La familia frente al futuro

Publicado por: Magenta Sport On 10:20

Año 1908. “Envío para el señor Lorenzo Giacosa”, anunciaron los portadores de la maravilla. Toda la familia salió a ver la enorme caja que bajaron de un carro tirado por un caballo. Mi abuelo, siempre despótico, abrió la caja con más cuidado que Napoleón en alguna de sus batallas. Finalmente apareció, reluciente, en madera de caoba y con un ojo en el lugar del ombligo, el inmenso aparato de radio que la familia, única en el barrio, tendría como emblema del progreso sin límites que anunciaba el inicio del siglo XX. Fue una noche inolvidable, contaba mi padre, porque enchufaron el aparato y mis abuelos y sus hijos escucharon durante dos horas, en estado de éxtasis, un acatarrado concierto desde el teatro Colón de Buenos Aires, a 300 kilómetros de esa casa que acababa de ser bendecida por la más avanzada tecnología, y que producía el milagro de convencer a sus miembros –como de hecho lo estuvieron toda su vida– de que avanzábamos hacia un mundo feliz.

Año 1956. Cuarenta y ocho años más tarde ocurrió casi lo mismo.

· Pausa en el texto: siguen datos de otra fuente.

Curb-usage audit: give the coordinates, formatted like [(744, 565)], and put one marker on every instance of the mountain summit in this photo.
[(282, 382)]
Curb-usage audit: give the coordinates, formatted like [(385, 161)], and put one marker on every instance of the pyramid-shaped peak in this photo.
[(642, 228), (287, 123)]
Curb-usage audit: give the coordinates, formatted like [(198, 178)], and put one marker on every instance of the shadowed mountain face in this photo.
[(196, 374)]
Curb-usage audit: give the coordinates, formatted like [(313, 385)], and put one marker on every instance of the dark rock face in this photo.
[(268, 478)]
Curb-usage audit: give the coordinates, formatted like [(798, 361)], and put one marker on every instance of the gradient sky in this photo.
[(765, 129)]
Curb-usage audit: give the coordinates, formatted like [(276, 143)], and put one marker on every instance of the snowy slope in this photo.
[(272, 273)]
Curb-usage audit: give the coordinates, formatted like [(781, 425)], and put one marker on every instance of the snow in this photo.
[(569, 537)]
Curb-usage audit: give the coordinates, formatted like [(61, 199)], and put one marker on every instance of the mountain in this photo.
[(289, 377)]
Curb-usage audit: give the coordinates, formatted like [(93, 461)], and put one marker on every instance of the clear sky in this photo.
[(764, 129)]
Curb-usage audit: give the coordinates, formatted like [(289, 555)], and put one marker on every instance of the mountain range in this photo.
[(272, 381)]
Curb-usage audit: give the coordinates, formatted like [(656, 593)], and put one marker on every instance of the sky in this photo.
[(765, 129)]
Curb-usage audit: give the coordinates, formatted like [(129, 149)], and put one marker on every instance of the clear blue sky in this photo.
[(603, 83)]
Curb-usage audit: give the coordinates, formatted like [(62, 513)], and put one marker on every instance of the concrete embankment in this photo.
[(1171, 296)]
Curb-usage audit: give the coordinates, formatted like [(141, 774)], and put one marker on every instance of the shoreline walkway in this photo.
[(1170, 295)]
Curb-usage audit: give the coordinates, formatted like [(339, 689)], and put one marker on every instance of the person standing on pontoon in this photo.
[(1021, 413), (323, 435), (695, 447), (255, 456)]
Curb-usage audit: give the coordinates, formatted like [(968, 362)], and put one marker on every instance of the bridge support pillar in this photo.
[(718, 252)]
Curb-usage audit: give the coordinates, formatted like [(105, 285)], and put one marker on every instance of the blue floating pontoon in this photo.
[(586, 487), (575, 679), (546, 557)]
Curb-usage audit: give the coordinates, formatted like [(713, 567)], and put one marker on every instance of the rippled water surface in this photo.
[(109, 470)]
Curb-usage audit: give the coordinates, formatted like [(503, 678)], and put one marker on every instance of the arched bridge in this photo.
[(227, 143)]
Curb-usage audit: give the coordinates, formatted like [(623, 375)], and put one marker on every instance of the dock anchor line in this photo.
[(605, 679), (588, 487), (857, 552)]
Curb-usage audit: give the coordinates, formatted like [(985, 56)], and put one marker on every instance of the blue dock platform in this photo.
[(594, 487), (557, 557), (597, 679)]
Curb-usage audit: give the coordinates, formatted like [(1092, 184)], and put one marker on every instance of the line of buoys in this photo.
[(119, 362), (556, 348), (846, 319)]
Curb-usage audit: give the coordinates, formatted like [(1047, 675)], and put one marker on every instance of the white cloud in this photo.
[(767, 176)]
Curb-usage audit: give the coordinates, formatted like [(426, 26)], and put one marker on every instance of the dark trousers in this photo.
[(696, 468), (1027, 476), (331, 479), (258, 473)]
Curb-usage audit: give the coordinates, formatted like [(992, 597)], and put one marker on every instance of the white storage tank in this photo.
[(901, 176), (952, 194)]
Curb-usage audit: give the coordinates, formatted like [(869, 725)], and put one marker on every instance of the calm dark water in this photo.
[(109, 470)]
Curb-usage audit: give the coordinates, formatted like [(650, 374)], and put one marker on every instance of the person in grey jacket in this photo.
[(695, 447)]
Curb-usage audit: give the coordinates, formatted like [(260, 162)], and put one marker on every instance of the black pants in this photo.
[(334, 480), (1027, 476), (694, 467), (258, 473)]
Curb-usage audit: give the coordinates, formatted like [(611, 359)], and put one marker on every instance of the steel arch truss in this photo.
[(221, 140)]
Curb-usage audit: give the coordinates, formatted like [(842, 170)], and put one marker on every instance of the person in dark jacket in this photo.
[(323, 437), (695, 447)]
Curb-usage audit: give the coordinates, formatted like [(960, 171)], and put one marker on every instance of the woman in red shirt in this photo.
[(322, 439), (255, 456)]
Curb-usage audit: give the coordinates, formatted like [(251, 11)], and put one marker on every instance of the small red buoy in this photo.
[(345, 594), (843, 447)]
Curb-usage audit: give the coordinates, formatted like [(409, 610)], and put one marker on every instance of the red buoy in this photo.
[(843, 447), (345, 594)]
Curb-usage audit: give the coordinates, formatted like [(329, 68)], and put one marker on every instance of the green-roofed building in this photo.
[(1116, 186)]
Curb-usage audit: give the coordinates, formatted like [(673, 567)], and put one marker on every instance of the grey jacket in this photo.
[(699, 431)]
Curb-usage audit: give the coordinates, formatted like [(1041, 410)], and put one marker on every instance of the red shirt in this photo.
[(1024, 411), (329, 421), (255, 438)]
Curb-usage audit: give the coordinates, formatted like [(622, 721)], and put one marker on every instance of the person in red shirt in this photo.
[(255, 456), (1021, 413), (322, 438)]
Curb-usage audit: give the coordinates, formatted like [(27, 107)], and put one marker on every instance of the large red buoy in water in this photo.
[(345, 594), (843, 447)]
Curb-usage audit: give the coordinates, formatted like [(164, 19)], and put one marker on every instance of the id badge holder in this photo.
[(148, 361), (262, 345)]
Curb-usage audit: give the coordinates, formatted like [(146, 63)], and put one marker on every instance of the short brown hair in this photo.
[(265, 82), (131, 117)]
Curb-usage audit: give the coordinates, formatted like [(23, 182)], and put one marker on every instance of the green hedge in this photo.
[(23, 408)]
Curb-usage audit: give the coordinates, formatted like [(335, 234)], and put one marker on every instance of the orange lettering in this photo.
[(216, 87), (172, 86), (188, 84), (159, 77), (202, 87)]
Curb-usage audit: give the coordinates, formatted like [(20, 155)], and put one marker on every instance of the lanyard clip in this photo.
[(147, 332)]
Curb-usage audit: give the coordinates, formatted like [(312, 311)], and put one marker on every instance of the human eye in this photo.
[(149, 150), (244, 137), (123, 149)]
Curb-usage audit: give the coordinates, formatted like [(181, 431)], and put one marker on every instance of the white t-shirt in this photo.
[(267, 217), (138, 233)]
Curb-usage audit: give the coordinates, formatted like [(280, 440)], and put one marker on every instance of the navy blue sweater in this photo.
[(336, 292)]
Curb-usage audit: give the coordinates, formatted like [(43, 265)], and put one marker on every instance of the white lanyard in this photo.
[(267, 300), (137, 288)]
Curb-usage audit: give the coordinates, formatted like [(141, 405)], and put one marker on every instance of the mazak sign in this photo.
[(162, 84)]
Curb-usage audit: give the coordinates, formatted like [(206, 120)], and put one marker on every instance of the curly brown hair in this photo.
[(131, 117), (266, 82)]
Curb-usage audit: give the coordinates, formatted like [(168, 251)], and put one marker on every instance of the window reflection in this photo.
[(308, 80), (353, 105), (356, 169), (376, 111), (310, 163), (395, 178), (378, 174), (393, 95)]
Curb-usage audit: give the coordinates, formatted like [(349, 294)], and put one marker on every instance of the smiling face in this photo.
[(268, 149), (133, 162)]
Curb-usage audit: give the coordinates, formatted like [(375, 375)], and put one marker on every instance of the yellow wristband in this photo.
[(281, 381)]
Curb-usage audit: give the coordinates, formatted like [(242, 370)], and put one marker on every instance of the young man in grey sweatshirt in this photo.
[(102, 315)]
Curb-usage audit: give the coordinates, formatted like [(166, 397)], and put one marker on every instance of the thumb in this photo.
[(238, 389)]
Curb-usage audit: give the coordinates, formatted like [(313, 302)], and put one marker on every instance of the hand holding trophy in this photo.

Era otro señor Lorenzo Giacosa, hijo del primero, quien recibía el envío. La caja era igualmente inmensa y ya no había caballo en la puerta de la casa, sino un camión en la entrada del edificio de departamentos que decía 'Servicio de Entrega de Grandes Tiendas La Insignia de Oro’. La caja no traía un inmenso aparato de radio con un ojo en el ombligo, sino un inmenso aparato de televisión con una pantalla que prometía todas las maravillas imaginables.

La emoción era, supongo, la misma que la de principio de siglo, y esa noche también fue inolvidable. Todos permanecimos cautivados por imágenes que aparecían y desaparecían de la pantalla para ser sustituidas por puntitos y rayitas grises. Teníamos el ansiado televisor, pero la señal emitida en Buenos Aires solo llegaba a Rosario cuando el cielo estaba nublado. Fue una primera noche maravillosa viendo un teleteatro de Narciso Ibáñez Menta que nunca supimos cómo terminó pues la señal nos abandonó en el clímax de nuestro entusiasmo: la segunda y la tercera noche siguió convocando a toda la familia y, a la cuarta, los jóvenes, impelidos por otras urgencias, decidimos abandonar el teatro del asombro en el que se había convertido nuestro comedor y fuimos a visitar a la enamorada de turno quien, bajo estricto control paterno, nos obligó a contar cada detalle del inmenso aparato que acababa de cambiar nuestras vidas.

Mi padre, que no entendía nuestra deserción –y mucho menos lo que él consideraba nuestra indiferencia ante el portentoso fenómeno al que estábamos asistiendo–, respetó nuestras decisiones. Pasaron meses en los que, ya solitario frente al portento, permanecía fiel a las rayitas y puntitos grises. Bastaban unos minutos de imágenes nítidas para que se sintiera recompensado por tan larga espera. Cuando, finalmente, un cable nos conectó con Buenos Aires y tuvimos televisión en serio, mi padre consumó sus segundas nupcias con el televisor y solo pudimos desconectarlo la mañana de su muerte.